The committee also is tasked with preparing a report on compliance addressed to the town manager and distributed to the Town Council. That report can also “include suggestions for modifications or clarifications to the Best Practices,” the lease states.
The committee can also “submit reports to the Town Manager describing any circumstances or events which the BPRC believes violate the Best Practices or jeopardize the health, safety or well-being of the Krabloonik sled dogs,” the lease states.
The Best Practices Review Committee is a citizen reviewing and reporting body. Any enforcement of the best practices falls on the town of Snowmass Village — including the town manager, Town Council and town attorney — because the town is the landlord on the lease, according to town manager Clint Kinney.

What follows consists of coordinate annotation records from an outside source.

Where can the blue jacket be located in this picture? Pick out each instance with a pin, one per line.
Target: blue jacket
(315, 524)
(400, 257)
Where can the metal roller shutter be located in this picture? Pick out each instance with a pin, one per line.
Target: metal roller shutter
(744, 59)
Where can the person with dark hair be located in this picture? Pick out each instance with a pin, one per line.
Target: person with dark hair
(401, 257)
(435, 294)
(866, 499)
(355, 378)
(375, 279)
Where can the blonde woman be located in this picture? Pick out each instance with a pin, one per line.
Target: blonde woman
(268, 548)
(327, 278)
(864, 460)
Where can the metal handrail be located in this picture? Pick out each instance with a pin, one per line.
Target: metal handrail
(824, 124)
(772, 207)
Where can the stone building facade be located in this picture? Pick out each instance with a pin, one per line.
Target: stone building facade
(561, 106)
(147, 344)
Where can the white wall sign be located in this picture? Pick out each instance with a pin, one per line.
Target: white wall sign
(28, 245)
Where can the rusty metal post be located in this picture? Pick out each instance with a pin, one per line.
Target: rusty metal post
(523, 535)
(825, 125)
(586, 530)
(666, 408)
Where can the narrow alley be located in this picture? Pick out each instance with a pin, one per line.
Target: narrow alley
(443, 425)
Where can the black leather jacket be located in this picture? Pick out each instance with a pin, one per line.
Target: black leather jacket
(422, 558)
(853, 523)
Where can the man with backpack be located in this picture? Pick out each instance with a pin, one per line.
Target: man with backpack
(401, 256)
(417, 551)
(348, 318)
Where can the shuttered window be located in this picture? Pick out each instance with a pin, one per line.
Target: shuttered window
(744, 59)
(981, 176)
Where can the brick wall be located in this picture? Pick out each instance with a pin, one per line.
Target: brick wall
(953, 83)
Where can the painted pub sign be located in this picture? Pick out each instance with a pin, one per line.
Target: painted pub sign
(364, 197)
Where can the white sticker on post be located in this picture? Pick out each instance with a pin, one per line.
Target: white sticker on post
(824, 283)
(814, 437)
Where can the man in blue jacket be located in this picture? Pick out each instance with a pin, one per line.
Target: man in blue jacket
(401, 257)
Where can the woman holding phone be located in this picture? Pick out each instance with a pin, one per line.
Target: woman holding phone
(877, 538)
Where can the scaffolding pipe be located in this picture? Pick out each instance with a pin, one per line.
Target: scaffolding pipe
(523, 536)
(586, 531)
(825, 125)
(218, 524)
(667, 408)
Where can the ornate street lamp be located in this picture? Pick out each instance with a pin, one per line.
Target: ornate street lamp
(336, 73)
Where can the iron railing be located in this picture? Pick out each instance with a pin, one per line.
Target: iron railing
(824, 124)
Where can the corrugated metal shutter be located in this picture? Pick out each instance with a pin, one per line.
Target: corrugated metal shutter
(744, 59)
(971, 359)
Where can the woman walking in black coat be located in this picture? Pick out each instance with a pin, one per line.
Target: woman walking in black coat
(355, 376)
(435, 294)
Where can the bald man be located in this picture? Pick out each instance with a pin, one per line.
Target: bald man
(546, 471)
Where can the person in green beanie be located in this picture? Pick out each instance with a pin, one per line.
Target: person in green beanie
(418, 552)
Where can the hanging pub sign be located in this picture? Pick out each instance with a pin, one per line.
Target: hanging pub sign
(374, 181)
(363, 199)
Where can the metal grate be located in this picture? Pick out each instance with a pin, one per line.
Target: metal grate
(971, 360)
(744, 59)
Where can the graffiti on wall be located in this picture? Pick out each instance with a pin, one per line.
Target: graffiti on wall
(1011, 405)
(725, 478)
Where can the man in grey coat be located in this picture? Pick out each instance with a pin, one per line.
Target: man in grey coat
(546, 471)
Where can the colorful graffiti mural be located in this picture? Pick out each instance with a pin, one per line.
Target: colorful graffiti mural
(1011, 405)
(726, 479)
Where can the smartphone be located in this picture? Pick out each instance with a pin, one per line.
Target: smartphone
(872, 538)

As landlord and tenant, Krabloonik and the town can also “periodically evaluate, in good faith, the need to modify or clarify the best practices for the purpose of implementing reasonable measures to improve the quality of life of the Krabloonik sled dogs” based on those reports, the lease states.
Krabloonik is also subject to the licensing requirements, rules and regulations of Colorado’s Pet Animal Care Facilities Act.
Editor’s note: This story is the first in a series of articles about Krabloonik; the next will appear in the Snowmass Sun on Wednesday. This story has been updated to correct the spelling of Stacy Rothenberg’s name, which was misspelled in town documents referenced for reporting.